Russia-Ukraine conflict alters how history educators are teaching


Photo by Max Kukurudziak on Unsplash

The conflict in Ukraine has social studies using current events in context of their Cold War lessons.

Bret Tjomsland, Staff Writer

On February 24, the president of Russia, Vladimir Putin, decided to proceed with an invasion of Ukraine. The invasion was influenced by many things. Certain cities in Ukraine broke away from Russia for independence and Russia did not want Ukraine to join NATO, an alliance that has amassed over 28 countries including the United States.

The invasion was deemed ¨delayed¨ as Russia stacked thousands of troops up at the border of Ukraine in 2014 and in late Winter of 2021. Since then, Russia and Ukraine are officially at war and countless cities in Ukraine are under attack by missles, gunfire, and airpower. 

At Greeley West, the news has been floating around especially in the history department. Many teachers in the department are having to alter how they address topics including Russia and Ukraine, some of which are tied to the recent invasion.

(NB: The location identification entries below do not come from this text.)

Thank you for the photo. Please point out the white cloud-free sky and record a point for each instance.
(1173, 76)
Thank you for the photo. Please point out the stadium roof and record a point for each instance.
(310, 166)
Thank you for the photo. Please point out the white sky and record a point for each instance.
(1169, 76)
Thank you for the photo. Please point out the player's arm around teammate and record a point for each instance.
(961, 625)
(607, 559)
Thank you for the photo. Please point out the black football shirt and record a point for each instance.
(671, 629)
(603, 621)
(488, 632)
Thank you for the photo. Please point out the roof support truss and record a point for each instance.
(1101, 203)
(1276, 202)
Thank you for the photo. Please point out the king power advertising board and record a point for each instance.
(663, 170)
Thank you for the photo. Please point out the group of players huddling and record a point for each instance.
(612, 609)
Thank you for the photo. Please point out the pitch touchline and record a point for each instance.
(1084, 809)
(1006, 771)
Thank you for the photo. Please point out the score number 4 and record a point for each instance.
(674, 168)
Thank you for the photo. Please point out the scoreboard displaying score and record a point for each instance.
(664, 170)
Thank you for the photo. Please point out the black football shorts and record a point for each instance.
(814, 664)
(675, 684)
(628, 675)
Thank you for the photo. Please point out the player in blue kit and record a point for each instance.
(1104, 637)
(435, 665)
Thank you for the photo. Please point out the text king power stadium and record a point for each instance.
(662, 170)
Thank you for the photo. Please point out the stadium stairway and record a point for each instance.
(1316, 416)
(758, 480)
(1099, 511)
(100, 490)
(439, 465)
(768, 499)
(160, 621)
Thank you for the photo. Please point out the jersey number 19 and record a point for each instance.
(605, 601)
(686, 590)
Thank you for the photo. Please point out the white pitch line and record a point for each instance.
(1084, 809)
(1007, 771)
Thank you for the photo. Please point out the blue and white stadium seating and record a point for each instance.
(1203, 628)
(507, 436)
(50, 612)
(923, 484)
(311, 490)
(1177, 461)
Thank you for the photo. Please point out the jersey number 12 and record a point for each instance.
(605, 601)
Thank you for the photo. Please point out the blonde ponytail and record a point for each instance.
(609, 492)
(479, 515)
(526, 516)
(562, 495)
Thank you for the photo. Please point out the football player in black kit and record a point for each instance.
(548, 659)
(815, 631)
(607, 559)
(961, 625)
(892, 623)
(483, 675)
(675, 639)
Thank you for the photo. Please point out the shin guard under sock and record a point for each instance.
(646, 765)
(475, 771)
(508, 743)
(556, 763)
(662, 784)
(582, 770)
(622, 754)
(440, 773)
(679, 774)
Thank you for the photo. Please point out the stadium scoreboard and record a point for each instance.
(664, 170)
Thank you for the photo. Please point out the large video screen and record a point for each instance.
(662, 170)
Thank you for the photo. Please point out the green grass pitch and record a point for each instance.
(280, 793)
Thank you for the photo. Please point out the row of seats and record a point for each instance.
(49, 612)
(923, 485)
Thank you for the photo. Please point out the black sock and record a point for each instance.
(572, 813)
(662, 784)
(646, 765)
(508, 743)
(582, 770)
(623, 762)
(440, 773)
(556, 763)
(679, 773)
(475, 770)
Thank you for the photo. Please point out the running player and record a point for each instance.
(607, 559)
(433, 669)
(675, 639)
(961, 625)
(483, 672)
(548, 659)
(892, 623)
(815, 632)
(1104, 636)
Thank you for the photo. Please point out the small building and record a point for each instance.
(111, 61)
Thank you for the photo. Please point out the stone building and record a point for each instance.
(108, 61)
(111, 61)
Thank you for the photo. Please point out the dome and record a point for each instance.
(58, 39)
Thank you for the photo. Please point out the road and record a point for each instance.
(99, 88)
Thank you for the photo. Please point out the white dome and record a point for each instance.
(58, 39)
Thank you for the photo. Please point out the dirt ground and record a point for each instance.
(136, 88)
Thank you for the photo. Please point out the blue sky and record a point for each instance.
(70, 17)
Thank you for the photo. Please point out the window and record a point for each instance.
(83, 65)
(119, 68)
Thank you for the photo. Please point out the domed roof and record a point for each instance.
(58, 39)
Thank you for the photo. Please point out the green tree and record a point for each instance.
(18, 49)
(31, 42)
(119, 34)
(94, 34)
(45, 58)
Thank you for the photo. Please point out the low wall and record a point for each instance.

Mrs. Lea Sanford, one of many history teachers in the building, said, ¨ I believe this will be what people refer to when we talk post Cold War Russia and if they are able to take Ukraine it makes me very nervous for what Putin will set his eyes on next. ¨

Some staff in the social studies department feel like the conflict really won’t affect anything until they get to the Cold War era. It is being seen as a continuation of the Cold War as Putin’s intentions are to revive the Soviet Union. 

Mrs. Bridget Koehler said, “As a U.S. history and IB history teacher we spend a good chunk of time studying the Cold War, alliances, and tensions during those 50 years.  When Russia invaded, we paused classes and looked at the historical context that led up to the events happening now.  We looked at the perspectives and goals of the two countries.  I wouldn’t say the events have changed the way we talk about the two countries, instead it allowed us to apply what we knew about history to better understand the situation more in depth.”

Only time will tell whether or not Ukraine and Russia will come to a peace treaty or if they just fight it out, possibly bringing in other countries. For now, other countries will continue to supply Ukraine with the goods they need to fight and will continue to cut Russia off from certain things as they continue to move further and further into Ukraine.